Python has become one of the most popular programming languages. Its concise and straightforward syntax, as well as the easy-to-use type system, ensure a flat learning curve. Besides C++, Python has become the programming language of choice in the high-energy physics community. The small entry barrier has the inadvertent disadvantage that more low-quality code is contributed to shared codebases.

This article displays a few hand-picked code examples that I’ve encountered in real-live while browsing through other people’s code. The intention is not to show that the authors had little time to work on the code, but to show these pieces and provide a better solution for the problem at hand, hoping that the same mistakes won’t be repeated.

1. Ensure directory

In the first example, the intention was to create the directory if it does not exist already. The solution I’ve seen was

os.system("mkdir -p " + name)  # Never do this!

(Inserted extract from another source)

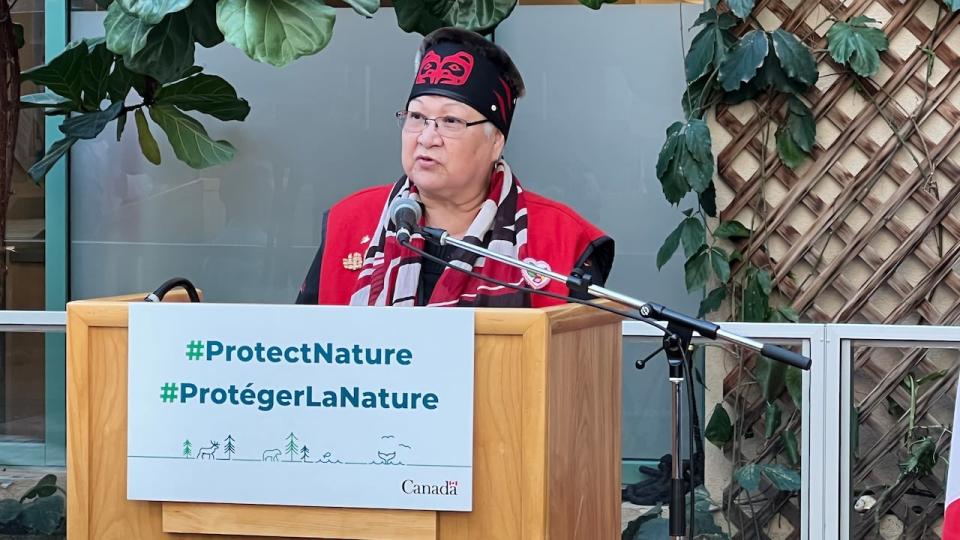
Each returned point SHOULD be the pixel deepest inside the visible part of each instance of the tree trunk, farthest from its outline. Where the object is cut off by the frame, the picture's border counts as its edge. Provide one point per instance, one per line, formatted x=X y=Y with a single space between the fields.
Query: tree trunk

The above code works in most of the cases but has a couple of fatal flaws.

  • The code can only run on unix-like machines. It will fail on Windows machines.
  • If name contains white spaces, it will create one directory for each space-delimited token. For example, if name = "Hello world" the above line will ensure the existence of the directory Hello and the directory world.
  • This line of Python code opens a huge security hole. Assume the variable is defined with name = "hello_world; touch x". In this case, the os.system call will execute two commands: mkdir and touch. This means we might execute arbitrary and potentially malicious code instead of ensuring the existence of a directory. Please, never do this.

Better solution

In most cases, there is no need to call os.system. Almost all common operations can be called from specialized methods without the inherent security issues of os.system.

from pathlib import Path

Path(name).mkdir(parents=True, exist_ok=True)

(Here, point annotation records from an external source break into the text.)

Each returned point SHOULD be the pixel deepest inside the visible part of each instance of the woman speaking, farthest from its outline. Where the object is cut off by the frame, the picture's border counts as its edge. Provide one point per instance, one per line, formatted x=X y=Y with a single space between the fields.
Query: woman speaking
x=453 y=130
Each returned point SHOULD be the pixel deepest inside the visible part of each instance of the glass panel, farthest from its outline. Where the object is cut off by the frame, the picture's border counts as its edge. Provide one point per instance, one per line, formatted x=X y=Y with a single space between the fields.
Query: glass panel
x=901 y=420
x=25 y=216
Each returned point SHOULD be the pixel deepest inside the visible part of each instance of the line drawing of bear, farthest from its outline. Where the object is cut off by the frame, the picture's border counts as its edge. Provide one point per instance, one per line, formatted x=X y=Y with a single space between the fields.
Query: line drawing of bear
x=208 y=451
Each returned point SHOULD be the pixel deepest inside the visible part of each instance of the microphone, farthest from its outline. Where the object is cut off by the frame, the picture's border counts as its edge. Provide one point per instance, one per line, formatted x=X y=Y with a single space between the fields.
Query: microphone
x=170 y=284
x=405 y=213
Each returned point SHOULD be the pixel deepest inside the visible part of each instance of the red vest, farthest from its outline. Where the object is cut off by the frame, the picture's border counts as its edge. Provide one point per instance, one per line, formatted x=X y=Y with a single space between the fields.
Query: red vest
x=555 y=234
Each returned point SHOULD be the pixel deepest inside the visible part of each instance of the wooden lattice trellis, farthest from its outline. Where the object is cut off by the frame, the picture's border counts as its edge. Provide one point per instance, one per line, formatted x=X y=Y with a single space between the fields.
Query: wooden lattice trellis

For more alternatives, see How can I safely create a nested directory?.

2. Write content of variable to file

In this example, the task was to write the content of a Python variable to a file. The low-quality code to solve this was

os.system("echo " + content + " > some_file")  # Never do this!

The above code works in most of the cases but has a couple of fatal flaws. The points are mostly repetitions from the previous example.

  • The code can only run on unix-like machines. It will fail on Windows machines.
  • Any line breaks in content will be converted to spaces in the output. The reason for this is that the arguments passed to echo are white-space-delimited, i.e., each line break will start a new argument. The arguments are echoed with a simple spaces as separator.
  • This line of Python code opens a huge security hole. Assume the variable is defined with content = "something; touch x; echo otherthing". In this case, the os.system call will execute three commands: echo, touch, and echo. This means we might execute arbitrary and potentially malicious code instead of simply writing to a file. Please, never do this.

Better solution

Python has first-class support of file IO with the reserved keyword open. Again, there is no need for os.system.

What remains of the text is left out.